Pela tese do “marco temporal”, as comunidades indígenas só podem reivindicar as terras que já ocupavam antes da Constituição Federal de 1988, ficando estabelecido que somente podem ser reconhecidas como teras indígenas as que, comprovadamente, já estavam ocupadas pelas populações tradicionais até outubro de 1988, data da promulgação da Carta Magna.
Se implementado, o marco temporal, também proíbe a ampliação de terras que já foram demarcadas, independentemente dos critérios e da reivindicação dos povos indígenas.
Atualmente, para obter a demarcação, não é necessária a comprovação da posse da terra em data específica. Pela legislação, uma equipe multidisplinar da Fundação Nacional do Índio (Funai) realiza a identificação e delimitação do território ocupado pelos indígenas, após abertura de processo administrativo.
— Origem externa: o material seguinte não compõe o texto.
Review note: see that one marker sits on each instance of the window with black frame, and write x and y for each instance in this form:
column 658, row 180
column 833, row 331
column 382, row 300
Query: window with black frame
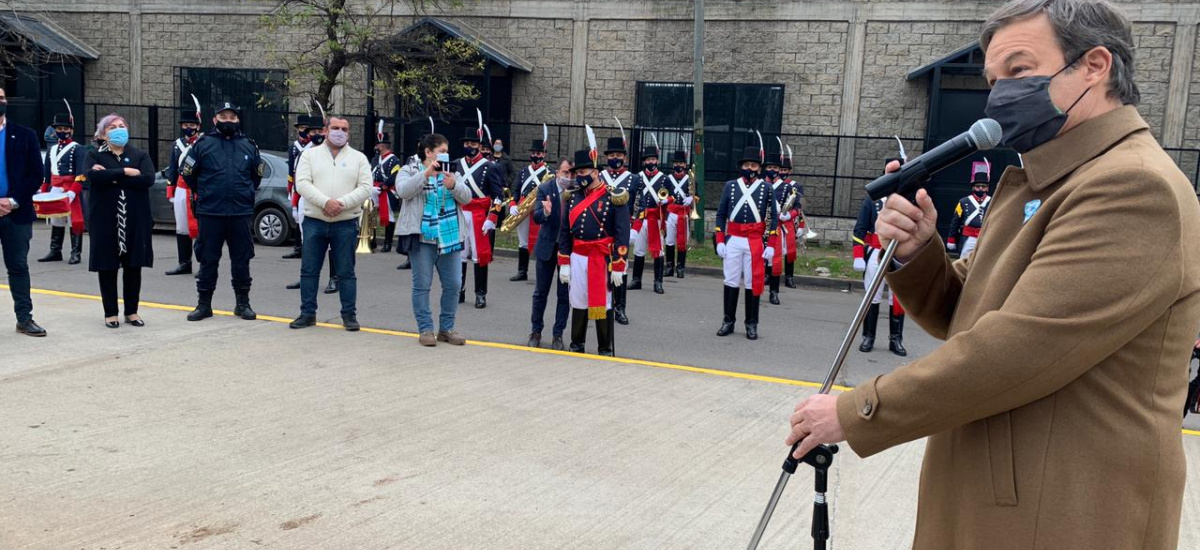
column 732, row 112
column 261, row 93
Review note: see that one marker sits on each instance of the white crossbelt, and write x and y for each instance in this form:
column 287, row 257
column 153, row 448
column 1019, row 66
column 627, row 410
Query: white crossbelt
column 57, row 155
column 468, row 177
column 748, row 201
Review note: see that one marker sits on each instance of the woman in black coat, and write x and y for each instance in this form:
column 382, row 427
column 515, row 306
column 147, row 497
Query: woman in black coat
column 119, row 219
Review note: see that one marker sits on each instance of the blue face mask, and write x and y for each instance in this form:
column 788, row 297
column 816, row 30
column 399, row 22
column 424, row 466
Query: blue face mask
column 119, row 137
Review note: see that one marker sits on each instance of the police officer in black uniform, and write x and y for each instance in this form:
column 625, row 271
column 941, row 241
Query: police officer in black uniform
column 225, row 171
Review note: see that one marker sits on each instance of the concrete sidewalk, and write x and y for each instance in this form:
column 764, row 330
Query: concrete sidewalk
column 231, row 434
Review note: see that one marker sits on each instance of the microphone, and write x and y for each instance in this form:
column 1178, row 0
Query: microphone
column 983, row 135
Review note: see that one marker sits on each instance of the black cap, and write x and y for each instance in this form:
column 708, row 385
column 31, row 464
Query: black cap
column 472, row 135
column 616, row 144
column 751, row 154
column 63, row 119
column 227, row 106
column 583, row 160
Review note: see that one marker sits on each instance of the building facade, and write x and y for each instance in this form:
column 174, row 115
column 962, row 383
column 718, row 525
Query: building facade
column 838, row 67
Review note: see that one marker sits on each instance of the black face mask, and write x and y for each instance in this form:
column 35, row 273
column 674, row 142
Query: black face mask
column 1025, row 111
column 228, row 129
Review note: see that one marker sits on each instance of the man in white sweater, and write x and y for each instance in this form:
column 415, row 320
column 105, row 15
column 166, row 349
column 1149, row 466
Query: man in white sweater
column 334, row 180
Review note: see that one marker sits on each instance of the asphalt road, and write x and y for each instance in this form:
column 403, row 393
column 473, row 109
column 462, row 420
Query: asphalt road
column 797, row 340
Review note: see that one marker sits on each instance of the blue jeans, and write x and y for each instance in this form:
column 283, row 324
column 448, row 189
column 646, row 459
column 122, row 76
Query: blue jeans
column 15, row 240
column 425, row 257
column 339, row 239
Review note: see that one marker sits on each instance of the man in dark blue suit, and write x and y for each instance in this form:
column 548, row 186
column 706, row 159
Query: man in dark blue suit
column 549, row 215
column 19, row 178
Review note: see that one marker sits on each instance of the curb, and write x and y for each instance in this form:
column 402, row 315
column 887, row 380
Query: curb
column 808, row 281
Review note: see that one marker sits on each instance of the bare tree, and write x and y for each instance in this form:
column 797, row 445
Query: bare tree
column 426, row 71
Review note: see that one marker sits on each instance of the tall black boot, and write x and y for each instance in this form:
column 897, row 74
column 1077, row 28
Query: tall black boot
column 522, row 265
column 480, row 286
column 753, row 315
column 462, row 288
column 579, row 329
column 55, row 253
column 297, row 247
column 76, row 249
column 203, row 306
column 895, row 333
column 658, row 274
column 241, row 308
column 639, row 268
column 389, row 234
column 604, row 335
column 731, row 311
column 184, row 246
column 869, row 324
column 618, row 302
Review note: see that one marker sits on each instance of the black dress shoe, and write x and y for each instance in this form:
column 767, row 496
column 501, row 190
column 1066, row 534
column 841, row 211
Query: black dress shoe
column 303, row 321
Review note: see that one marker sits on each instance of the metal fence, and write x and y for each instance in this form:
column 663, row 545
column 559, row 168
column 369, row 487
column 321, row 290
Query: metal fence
column 834, row 169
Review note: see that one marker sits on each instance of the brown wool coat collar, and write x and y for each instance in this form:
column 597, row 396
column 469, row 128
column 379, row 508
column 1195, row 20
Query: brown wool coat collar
column 1053, row 161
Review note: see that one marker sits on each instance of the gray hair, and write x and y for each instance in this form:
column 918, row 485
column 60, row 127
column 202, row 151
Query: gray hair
column 1079, row 25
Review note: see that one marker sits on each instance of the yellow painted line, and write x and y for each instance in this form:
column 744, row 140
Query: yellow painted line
column 724, row 374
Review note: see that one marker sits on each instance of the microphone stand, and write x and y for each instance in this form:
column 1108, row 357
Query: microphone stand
column 821, row 456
A decisão tomada pelo STF servirá de diretriz para a administração federal e todas as instâncias da Justiça, como referência a todos os processos, procedimentos administrativos e projetos legislativos no que diz respeito aos procedimentos demarcatórios das terras indígenas.
A pauta também tramita no Congresso Nacional na forma de um Projeto de Lei, também alvo de protestos no mês de junho. O PL 490, de 2007, que cria o “marco temporal” na lei, já foi aprovado na Comissão de Constituição de Justiça (CCJ) da Câmara dos Deputados, mas sem data prevista para ir à análise do plenário da Casa. Depois, se passar, segue para tramitação no Senado.
As lideranças indígenas temem, com o marco temporal, um progressivo etnocídio de seus povos com a possibilidade de perda da posse de suas terras, provocada pela dispersão das populações acostumadas a viverem em comunidade e, do contrário, estarem fadadas à aculturação e à miséria.